No. of Recommendations: 5
Related to trusts, I believe I mentioned that he suggested setting up a trust to help pass our estate on to our 12 yo daughter.

I'm no expert on trusts, but here are some thoughts. Whether you could benefit from a trust for your daughter depends on a lot of factors, so you should consult an estate attorney, not a financial advisor. One important factor is the amount of money involved in your estate. Under current law, on the federal level, you and your wife would get a combined estate tax exemption of a little more than $10M, which could pass directly to your daughter tax free after both parents are gone. The exemption is indexed for inflation, at least under current law. If your estate is more than this amount (or close), then you might benefit from gifting to a trust set up for your daughter. You and your wife can gift a combined $28K ($14K each) tax free each year to the trust, also indexed for inflation. This won't count against the $10M exemption level, nor will you have to even file a gift tax return. This would drain money out of your estate at a relatively slow pace, but a steady pace. Whether it could get you under the $10M level depends again on your total estate value. You can also make additional annual gifts tax free and not counted against the exemption for things like education expenses, which would include private school (depending on age).

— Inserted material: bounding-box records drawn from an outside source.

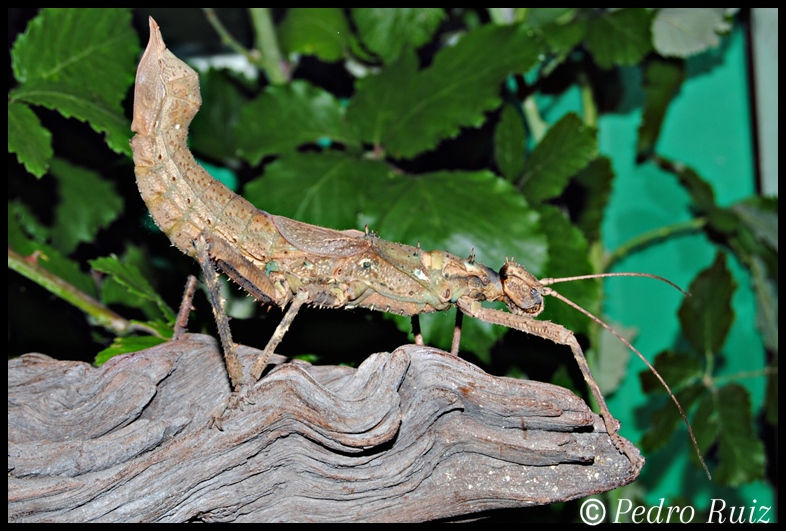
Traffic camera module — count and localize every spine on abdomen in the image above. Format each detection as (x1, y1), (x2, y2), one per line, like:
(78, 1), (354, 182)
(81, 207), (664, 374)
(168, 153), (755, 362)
(131, 19), (272, 256)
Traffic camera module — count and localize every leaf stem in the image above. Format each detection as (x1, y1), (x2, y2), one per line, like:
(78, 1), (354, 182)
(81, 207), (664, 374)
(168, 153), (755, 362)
(248, 7), (289, 85)
(202, 7), (259, 64)
(8, 247), (160, 336)
(603, 217), (707, 271)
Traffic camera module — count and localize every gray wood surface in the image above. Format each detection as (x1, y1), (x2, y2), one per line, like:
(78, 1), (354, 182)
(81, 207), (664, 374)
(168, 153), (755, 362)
(8, 334), (639, 522)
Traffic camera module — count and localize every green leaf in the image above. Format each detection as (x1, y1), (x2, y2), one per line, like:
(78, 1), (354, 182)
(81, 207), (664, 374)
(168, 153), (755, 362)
(521, 113), (598, 203)
(352, 7), (445, 63)
(189, 69), (248, 161)
(731, 197), (778, 252)
(235, 81), (356, 165)
(641, 384), (707, 452)
(278, 7), (352, 62)
(8, 203), (97, 298)
(243, 152), (384, 230)
(639, 350), (702, 393)
(588, 322), (637, 396)
(652, 7), (731, 57)
(101, 245), (172, 320)
(573, 156), (614, 242)
(347, 26), (538, 158)
(527, 9), (587, 54)
(586, 8), (652, 69)
(95, 336), (169, 367)
(9, 8), (140, 155)
(50, 158), (123, 254)
(90, 256), (175, 323)
(636, 60), (685, 157)
(714, 384), (765, 487)
(538, 205), (601, 334)
(494, 105), (525, 182)
(361, 171), (546, 361)
(679, 252), (737, 355)
(8, 101), (54, 177)
(362, 171), (546, 274)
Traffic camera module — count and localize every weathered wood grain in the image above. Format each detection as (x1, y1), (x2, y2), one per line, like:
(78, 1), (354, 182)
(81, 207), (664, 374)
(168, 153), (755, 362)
(8, 334), (638, 522)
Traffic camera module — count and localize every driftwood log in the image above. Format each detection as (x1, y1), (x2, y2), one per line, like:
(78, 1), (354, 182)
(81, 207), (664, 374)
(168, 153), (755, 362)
(8, 334), (639, 522)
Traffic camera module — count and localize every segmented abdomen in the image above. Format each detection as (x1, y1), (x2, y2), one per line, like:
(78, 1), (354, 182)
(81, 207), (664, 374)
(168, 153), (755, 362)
(131, 19), (276, 261)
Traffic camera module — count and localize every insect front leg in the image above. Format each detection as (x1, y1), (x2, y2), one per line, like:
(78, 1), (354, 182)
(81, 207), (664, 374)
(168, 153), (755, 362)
(249, 291), (310, 385)
(457, 299), (644, 470)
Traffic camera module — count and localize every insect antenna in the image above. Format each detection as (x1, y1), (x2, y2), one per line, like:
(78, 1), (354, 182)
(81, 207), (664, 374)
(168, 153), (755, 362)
(540, 273), (712, 479)
(539, 273), (690, 297)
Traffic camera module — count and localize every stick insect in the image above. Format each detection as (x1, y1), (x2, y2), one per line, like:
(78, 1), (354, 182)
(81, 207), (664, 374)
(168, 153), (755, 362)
(131, 18), (709, 475)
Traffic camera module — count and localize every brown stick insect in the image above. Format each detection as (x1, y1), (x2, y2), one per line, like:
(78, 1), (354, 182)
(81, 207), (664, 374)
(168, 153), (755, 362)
(131, 18), (709, 474)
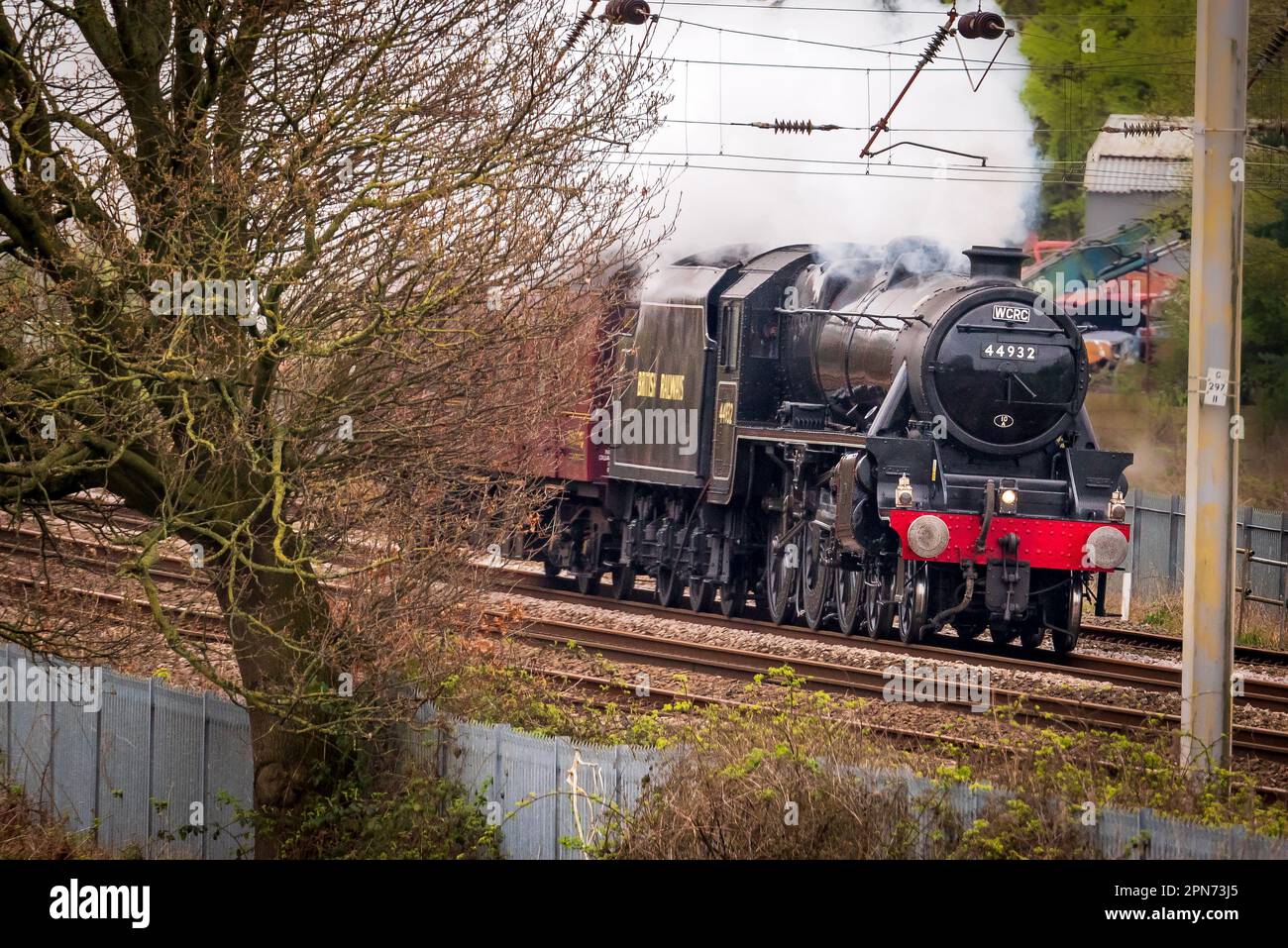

There are many such things, all of which an estate attorney can tell you about. Also, if you fear both parents dying while you child is too young to handle money (for some, this can go far into adulthood), a trust would name a trustee and whatever conditions or limitations you might want to impose (such as the age of final distribution). I'm not a big fan of trusts for children, but our estate won't exceed $10M, at least I doubt it ever will. My son also is 31 and married to an accountant, so the time for needing one has passed for us. Institutional trustees can be expensive, and many won't handle trusts under a certain amount, so that's also a consideration. I seriously caution against letting a financial advisor handle this, due to the many inherent conflicts of interest that can arise. Also, this can get into complex legal issues, so a true estate attorney is your best bet. Good luck.